Lifelong Paisley resident Peter Gilchrist believes Scottish cuisine has gained an unfair reputation and is on a mission to change the way people think about food in Scotland.

“I don’t think we recognise our food as being world class,” said Peter. “But we’d have no problem saying that a baguette made in France is world class, or describing the working class food of other cultures as excellent.

“Our food is just as good as anywhere else. We need to take a stand against this very unnatural discourse about Scottish food being haggis on a tartan tablecloth, or a deep fried Mars bar with a BMI chart.

“Those are the only things you ever hear about Scottish food. And I think it’s time we had a collective self-esteem boost, and recognised the quality and craftsmanship of our bakeries and our butchers.”

Peter receiving his Best Newcomer awardPeter receiving his Best Newcomer award (Image: Guild of Food Writers)

After being commissioned earlier this year by Scotland Food & Drink to produce a regional food strategy for Renfrewshire, Peter was reminded of the region’s vibrant cultural heritage.

“We have an incredibly rich history here,” he said. “There’s Brown & Polson who invented cornflour, but also Struther’s lemonade in Lochwinnoch, and Robertson’s marmalade from Paisley.

“Just now, we’re in this really exciting moment where we’ve got a coffee roaster, a distillery, a craft brewery. Porelli’s gelato factory is about to have their 100 year anniversary. Massive companies are here, and really exciting food is being developed.

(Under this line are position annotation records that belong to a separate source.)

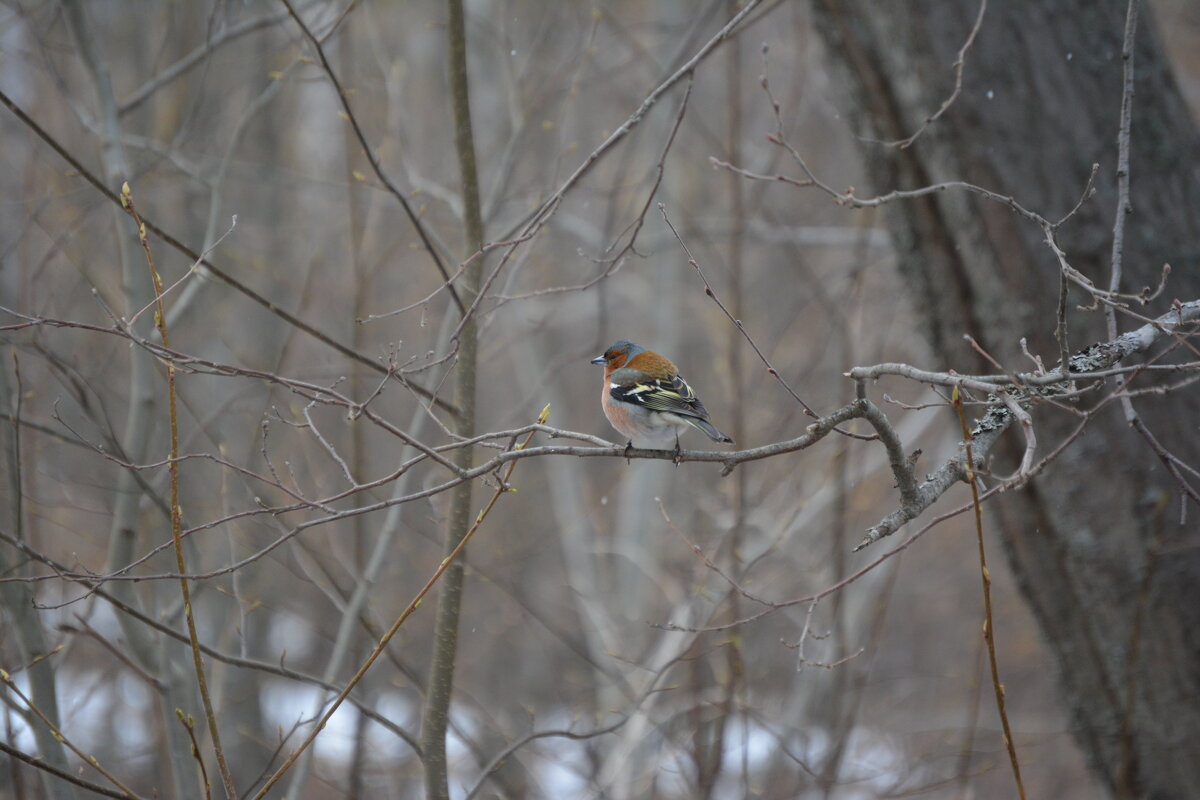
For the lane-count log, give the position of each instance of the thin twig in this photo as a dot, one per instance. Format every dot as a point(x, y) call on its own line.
point(959, 64)
point(988, 623)
point(373, 160)
point(400, 620)
point(177, 512)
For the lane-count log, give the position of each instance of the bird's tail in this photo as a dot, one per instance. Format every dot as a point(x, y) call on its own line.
point(709, 429)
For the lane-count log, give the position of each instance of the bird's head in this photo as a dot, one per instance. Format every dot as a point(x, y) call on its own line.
point(618, 355)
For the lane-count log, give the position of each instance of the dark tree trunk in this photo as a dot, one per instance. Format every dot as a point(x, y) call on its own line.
point(1097, 545)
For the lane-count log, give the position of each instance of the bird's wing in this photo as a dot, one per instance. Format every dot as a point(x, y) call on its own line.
point(659, 395)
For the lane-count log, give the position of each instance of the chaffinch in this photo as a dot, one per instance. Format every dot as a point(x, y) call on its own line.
point(647, 401)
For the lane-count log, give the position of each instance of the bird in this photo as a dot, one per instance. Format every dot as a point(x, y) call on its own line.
point(648, 402)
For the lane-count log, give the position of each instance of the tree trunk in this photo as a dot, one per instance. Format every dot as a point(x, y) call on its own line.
point(1097, 543)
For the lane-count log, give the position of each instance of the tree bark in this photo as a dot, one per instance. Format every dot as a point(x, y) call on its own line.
point(445, 645)
point(1097, 543)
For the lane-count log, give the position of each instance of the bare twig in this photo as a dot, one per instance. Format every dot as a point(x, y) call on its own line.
point(177, 512)
point(959, 64)
point(400, 620)
point(988, 623)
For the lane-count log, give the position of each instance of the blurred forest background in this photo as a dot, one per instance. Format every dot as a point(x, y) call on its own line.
point(598, 597)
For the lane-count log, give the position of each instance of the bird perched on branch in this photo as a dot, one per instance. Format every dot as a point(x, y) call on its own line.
point(647, 401)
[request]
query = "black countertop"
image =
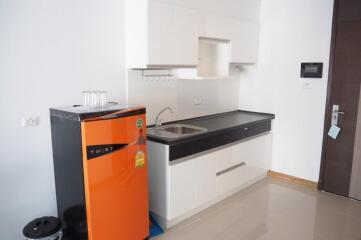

“And it sits right alongside our world class, generations-old butchers and bakers. It’s a really exciting time for Renfrewshire food. But it’s nothing new - our history is filled with exciting innovators that have been global successes.”

Peter was recently crowned Best Newcomer 2024 by the Guild of Food Writers, picking up the award for his ‘Make Mine a Doubler’ article. Written in the wake of Mortons Rolls briefly ceasing production last year, it examines the cultural significance of the famous morning roll.

“With the sudden news about Mortons, there was a lot of talk about morning rolls, which led to me reflecting on my own relationship with them,” Peter said.

“I began to realise that morning rolls were a fixture of Saturday mornings in my household - my dad would go down to the baker’s and get a dozen crispy rolls, and we’d have family come over. It was a tradition.

“If I have a square sausage with bacon and tomato ketchup, that’s what my dad ate, that’s what my grandad ate. And I’m sure another generation prior to him probably had something of the same.

“When I eat a morning roll, that is the type of roll, with the type of sausage, and the type of bacon that I ate growing up, I’m instantly connected with my childhood. And for a lot of people like myself that grew up very poor, that morning roll is a very accessible luxury.”

Peter proudly donned his kilt to attend the awards ceremony in London, where he shared the company of not one but two Great British Bake Off legends.

“Prue Leith was there,” he said, “and she received a lifetime achievement award from Sandi Toksvig. It was all very fancy - I felt very out of place!”

Having won the Best Newcomer award, Peter will now receive a year’s mentorship to help him work on his first book - a mixture of traditional recipes and Scottish food history.

“I want to be able to share family stories, and look at the way that working class people have eaten for the last 200 years - and then have really fantastic recipes for things like a Glasgow morning roll, or for my gran’s scones,” Peter said.

“I want to give them the space that they need to be showcased as excellent or world class; just as good as anywhere else.”